Where the onlooker sees a tragedy of circumstance, she saw a tragedy
of character. 'I thought I was soft. My character, I believed, was
suspect under pressure.' In the superhuman world of high-performance
sport, a bit of real human frailty and doubt is a blessed relief
to read.
IT
IS IN ITS PARTICULARS that Nova Peris's little-girl- with-a-dream
story is of interest. Deciding to try to be an Olympic athlete when
you're an Aboriginal teenage unmarried mother invites doubters and
naysayers. In 1992 Nova packed up her car and baby daughter and
drove from Darwin to Perth, where the national hockey programme
is based. Mother and child slept on a single mattress in the corner
of someone else's rented unit. With the energy that's inspired by
self-belief, Nova got on with holding down a job, raising a toddler
on her own, and training to try to make the national squad. Nova's
good fortune was that her move on the big time coincided with Ric
Charlesworth becoming coach of the Hockeyroos. Nova gives a revealing
inside picture of Charlesworth's approach to sport and success.
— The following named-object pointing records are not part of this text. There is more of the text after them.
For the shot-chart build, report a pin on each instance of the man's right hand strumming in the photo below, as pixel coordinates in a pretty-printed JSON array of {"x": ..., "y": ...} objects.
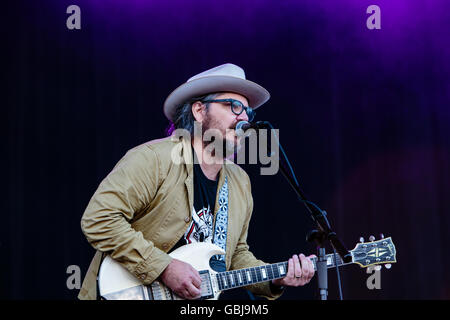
[{"x": 183, "y": 279}]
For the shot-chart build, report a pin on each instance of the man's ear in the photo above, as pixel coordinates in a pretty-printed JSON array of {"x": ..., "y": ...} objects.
[{"x": 198, "y": 111}]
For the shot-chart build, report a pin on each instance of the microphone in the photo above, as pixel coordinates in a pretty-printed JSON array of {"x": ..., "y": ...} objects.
[{"x": 243, "y": 126}]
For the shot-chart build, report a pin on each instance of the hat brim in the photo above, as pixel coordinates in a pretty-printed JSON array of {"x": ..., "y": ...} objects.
[{"x": 255, "y": 94}]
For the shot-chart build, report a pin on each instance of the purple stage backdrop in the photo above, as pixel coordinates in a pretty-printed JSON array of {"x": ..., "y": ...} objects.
[{"x": 364, "y": 115}]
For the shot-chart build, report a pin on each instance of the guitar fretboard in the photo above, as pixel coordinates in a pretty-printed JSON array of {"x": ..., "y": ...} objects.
[{"x": 243, "y": 277}]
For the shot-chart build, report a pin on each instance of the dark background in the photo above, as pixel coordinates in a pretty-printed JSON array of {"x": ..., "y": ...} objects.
[{"x": 363, "y": 115}]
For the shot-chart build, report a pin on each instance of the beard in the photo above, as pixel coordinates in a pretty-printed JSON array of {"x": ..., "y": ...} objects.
[{"x": 219, "y": 145}]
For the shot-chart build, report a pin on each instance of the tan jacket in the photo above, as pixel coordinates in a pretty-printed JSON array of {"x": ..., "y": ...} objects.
[{"x": 143, "y": 207}]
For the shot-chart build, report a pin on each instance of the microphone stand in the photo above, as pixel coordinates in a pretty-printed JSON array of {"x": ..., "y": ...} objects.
[{"x": 319, "y": 236}]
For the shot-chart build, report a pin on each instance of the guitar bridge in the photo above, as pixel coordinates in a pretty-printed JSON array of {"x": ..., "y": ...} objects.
[{"x": 206, "y": 286}]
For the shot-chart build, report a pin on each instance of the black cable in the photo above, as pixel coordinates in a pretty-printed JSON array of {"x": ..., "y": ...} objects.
[{"x": 307, "y": 202}]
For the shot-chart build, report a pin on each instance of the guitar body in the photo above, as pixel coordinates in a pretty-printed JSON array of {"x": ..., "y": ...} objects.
[{"x": 116, "y": 283}]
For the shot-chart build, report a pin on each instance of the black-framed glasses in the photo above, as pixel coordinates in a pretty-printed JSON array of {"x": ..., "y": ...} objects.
[{"x": 236, "y": 107}]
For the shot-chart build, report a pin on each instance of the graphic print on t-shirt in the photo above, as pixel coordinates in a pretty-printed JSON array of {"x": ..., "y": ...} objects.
[{"x": 200, "y": 229}]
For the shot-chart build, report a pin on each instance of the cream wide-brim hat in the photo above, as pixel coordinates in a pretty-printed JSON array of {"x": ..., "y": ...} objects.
[{"x": 224, "y": 78}]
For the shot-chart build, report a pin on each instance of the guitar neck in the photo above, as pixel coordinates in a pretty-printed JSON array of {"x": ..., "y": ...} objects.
[{"x": 244, "y": 277}]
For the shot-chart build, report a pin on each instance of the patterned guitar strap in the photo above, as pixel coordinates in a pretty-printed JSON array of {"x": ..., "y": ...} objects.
[{"x": 220, "y": 232}]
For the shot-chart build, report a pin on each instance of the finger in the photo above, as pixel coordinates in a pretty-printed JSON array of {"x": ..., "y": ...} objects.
[
  {"x": 193, "y": 291},
  {"x": 297, "y": 267},
  {"x": 197, "y": 282},
  {"x": 306, "y": 267},
  {"x": 291, "y": 270}
]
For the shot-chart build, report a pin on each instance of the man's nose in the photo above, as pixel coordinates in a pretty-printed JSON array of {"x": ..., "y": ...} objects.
[{"x": 242, "y": 117}]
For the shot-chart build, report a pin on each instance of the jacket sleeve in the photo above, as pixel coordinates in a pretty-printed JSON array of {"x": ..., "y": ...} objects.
[
  {"x": 244, "y": 258},
  {"x": 124, "y": 194}
]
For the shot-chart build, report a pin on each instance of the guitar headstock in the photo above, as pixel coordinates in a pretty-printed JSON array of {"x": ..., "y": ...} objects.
[{"x": 374, "y": 252}]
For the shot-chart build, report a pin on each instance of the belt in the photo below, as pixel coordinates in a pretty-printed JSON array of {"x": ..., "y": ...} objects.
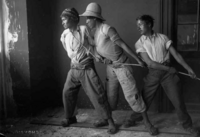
[
  {"x": 166, "y": 63},
  {"x": 81, "y": 67}
]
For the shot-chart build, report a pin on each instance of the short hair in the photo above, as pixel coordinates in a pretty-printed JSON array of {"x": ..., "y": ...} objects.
[
  {"x": 71, "y": 12},
  {"x": 146, "y": 18}
]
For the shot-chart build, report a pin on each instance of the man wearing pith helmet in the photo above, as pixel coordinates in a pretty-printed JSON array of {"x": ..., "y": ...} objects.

In the lead-up to the Atlanta Olympics in 1996, each member of the
team was required to commit to a ten-point plan. There's all the
usual stuff about determination and dedication, but number eight
in Charlesworth's creed is a more surprising inclusion. 'I will
be the best I can be by being tolerant of differences in others
and respecting them for who they are and what they have to offer.'
For a young woman who had to cop a fair bit of discrimination within
and beyond sport, this attitude held deep significance and affirmation.
After
becoming the first Aborigine to win an Olympic gold medal in Atlanta,
with the mighty Hockeyroos, and with a huge chance of repeating
that feat in Sydney in 2000, Nova decided to remake herself as a
runner. Most of us, if we're lucky, are good at one thing. In her
teenage years in Darwin, Nova had made representative teams in six
different sports, but being multi-talented produces the dilemma
of choice over destiny. Nova made the switch, sprinted to a gold
medal at the Commonwealth Games in 1998 and then made it through
to semi-final level at the Sydney Olympics.
Nova,
having represented Australia at top level in hockey and in athletics,
is unusually qualified to compare the two sports firsthand. Of course,
there are considerable inherent differences between a team sport
and a mostly individual sport, but Nova describes a big gulf in
attitudes and approaches within these sports that hints at why Australia's
international performance in track and field has been generally
poor for so many years.
As
with most autobiographies by athletes, Nova and Raelene
are both written with the help of a sports journalist. In each case,
a different kind of co-author might have provoked the subject into
richer and more articulate insights. Nova goes on about being a
'spiritual person', without dwelling on what this means or how this
spirituality has informed her life and approach to sport. Raelene
mentions that her love of running was always about more than the
dash from start to finish line. 'To move beautifully as well as
running fast is a sort of perfection to me.' Unfortunately, she
doesn't elaborate on the aesthetic appeal of running, or even whether
this is an unusual attitude for a sprinter to have. What does moving
beautifully as a runner feel like from the inside? Is this ultimately
more meaningful than winning medals?
Although
Nova and Raelene read at times like transcripts from
This Is Your Life, both are heartfelt stories from admirable
women. Each has gone on to become an advocate for causes beyond
sport that have meaning for them. For Nova, it's indigenous issues
and a Treaty; for Raelene, it's cancer awareness (since her running
days, she's copped both breast and ovarian cancer). They pursue
these causes with the same sincerity with which they approached
their sport, and write about them with the same passion.